De kantonrechter stelt de proceskosten aan de kant van [gedaagde01] tot vandaag vast op € 310,00 aan salaris voor de gemachtigde (2,5 punten x € 124,00 tarief).
3.9.
[gedaagde01] heeft een dwangsom verbonden aan de proceskostenveroordeling. In artikel 611a Rv is bepaald dat een dwangsom niet kan worden opgelegd in geval van een veroordeling tot betaling van een geldsom. De geëiste dwangsom wordt daarom afgewezen.
3.10.
[gedaagde01] heeft ook nakosten geëist.

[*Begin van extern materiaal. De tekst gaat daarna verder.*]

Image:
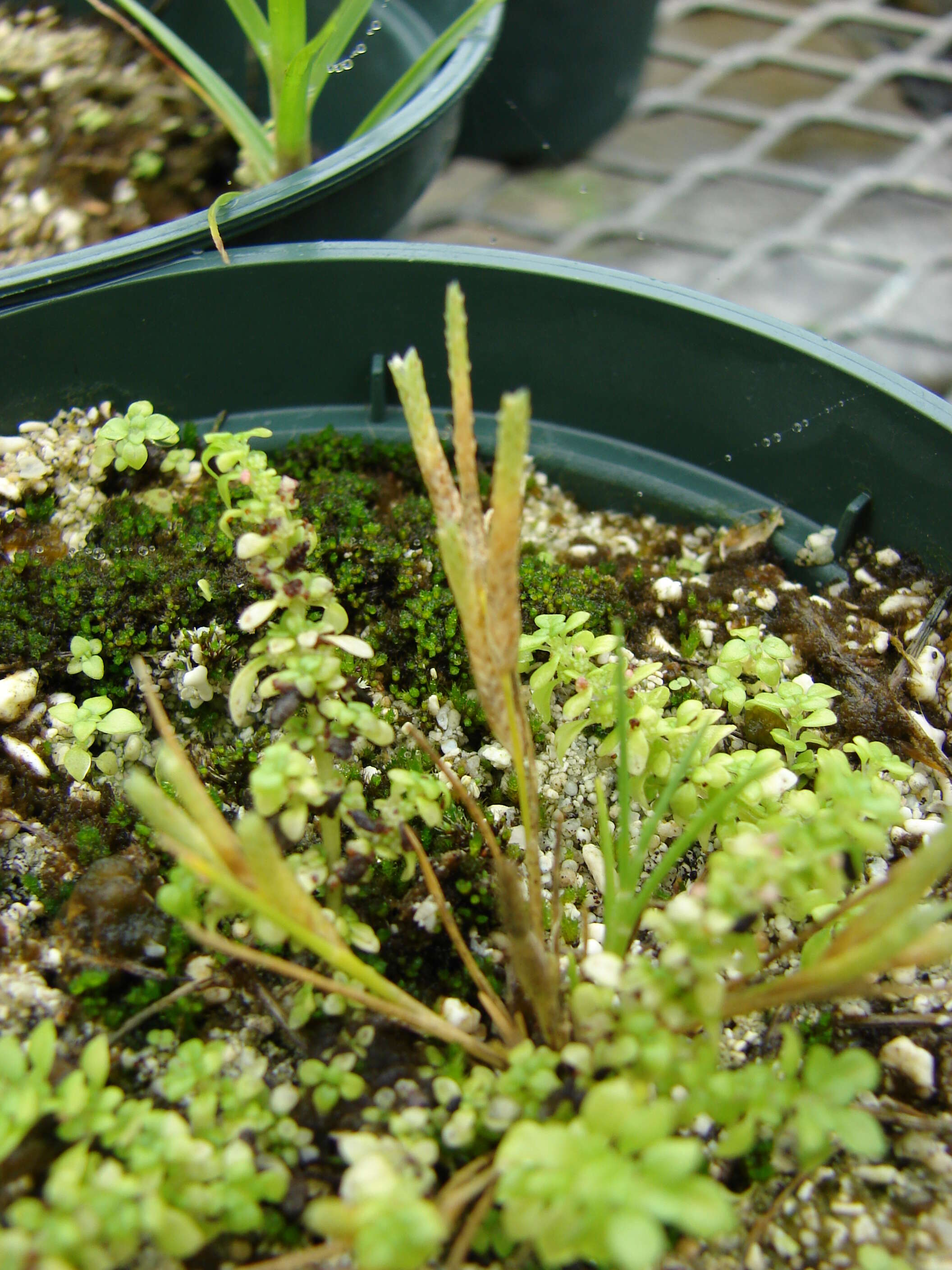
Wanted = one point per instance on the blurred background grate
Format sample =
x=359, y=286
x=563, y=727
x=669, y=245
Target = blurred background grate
x=795, y=158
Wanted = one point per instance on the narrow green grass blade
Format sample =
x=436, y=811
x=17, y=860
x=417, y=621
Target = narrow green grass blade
x=256, y=27
x=335, y=36
x=220, y=98
x=426, y=65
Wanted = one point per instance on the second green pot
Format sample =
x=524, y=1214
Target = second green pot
x=563, y=74
x=358, y=191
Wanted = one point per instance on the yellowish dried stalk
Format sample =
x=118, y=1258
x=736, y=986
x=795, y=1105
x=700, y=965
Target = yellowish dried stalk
x=483, y=569
x=481, y=562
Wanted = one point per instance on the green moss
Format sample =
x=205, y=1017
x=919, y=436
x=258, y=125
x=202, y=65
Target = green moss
x=134, y=586
x=40, y=510
x=89, y=845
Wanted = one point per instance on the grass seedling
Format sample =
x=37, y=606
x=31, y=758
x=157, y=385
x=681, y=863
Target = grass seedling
x=483, y=568
x=296, y=68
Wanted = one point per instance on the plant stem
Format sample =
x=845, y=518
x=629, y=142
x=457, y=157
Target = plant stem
x=704, y=819
x=528, y=811
x=414, y=1015
x=494, y=1006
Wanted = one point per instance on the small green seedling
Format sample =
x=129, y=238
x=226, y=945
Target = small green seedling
x=125, y=440
x=84, y=722
x=86, y=657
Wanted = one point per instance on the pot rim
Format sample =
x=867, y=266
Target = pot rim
x=780, y=332
x=253, y=209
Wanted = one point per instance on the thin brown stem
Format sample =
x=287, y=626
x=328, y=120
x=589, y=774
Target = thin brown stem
x=275, y=1010
x=458, y=789
x=761, y=1225
x=555, y=929
x=467, y=1182
x=470, y=1229
x=156, y=1008
x=424, y=1022
x=495, y=1009
x=108, y=963
x=140, y=36
x=813, y=928
x=302, y=1258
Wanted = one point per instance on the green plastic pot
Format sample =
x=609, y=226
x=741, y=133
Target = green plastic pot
x=564, y=72
x=357, y=191
x=648, y=397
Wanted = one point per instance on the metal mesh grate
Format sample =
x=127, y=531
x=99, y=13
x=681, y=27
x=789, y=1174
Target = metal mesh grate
x=792, y=156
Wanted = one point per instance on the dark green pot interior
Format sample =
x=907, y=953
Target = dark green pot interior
x=358, y=191
x=563, y=74
x=646, y=397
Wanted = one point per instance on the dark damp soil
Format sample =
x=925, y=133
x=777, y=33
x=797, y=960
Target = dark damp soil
x=97, y=138
x=87, y=873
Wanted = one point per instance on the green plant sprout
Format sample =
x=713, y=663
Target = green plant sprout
x=747, y=654
x=296, y=68
x=125, y=438
x=96, y=714
x=133, y=1175
x=86, y=657
x=804, y=707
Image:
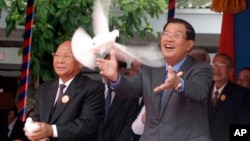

Voor kosten die [gedaagde01] maakt na deze uitspraak moet DGB Energie een bedrag betalen van € 62,00 (1/2 punt x € 124,00 tarief). Hier kan nog een bedrag bijkomen voor de betekening van de uitspraak. In dit vonnis hoeft hierover geen aparte beslissing te worden genomen (ECLI:NL:HR:2022:853).
Uitvoerbaar bij voorraad
3.11.
De proceskostenveroordeling wordt, zoals gevraagd, uitvoerbaar bij voorraad verklaard.

4.De beslissing

De kantonrechter:
4.1.
verstaat dat DGB Energie de eis niet langer handhaaft;
4.2.
veroordeelt DGB Energie in de proceskosten, aan de kant van [gedaagde01] tot vandaag vastgesteld op € 310,00;
4.3.
verklaart dit vonnis voor wat betreft de proceskostenveroordeling uitvoerbaar bij voorraad;
4.4.
wijst het meer of anders geëiste af.
Dit vonnis is gewezen door mr. F. Aukema-Hartog en in het openbaar uitgesproken.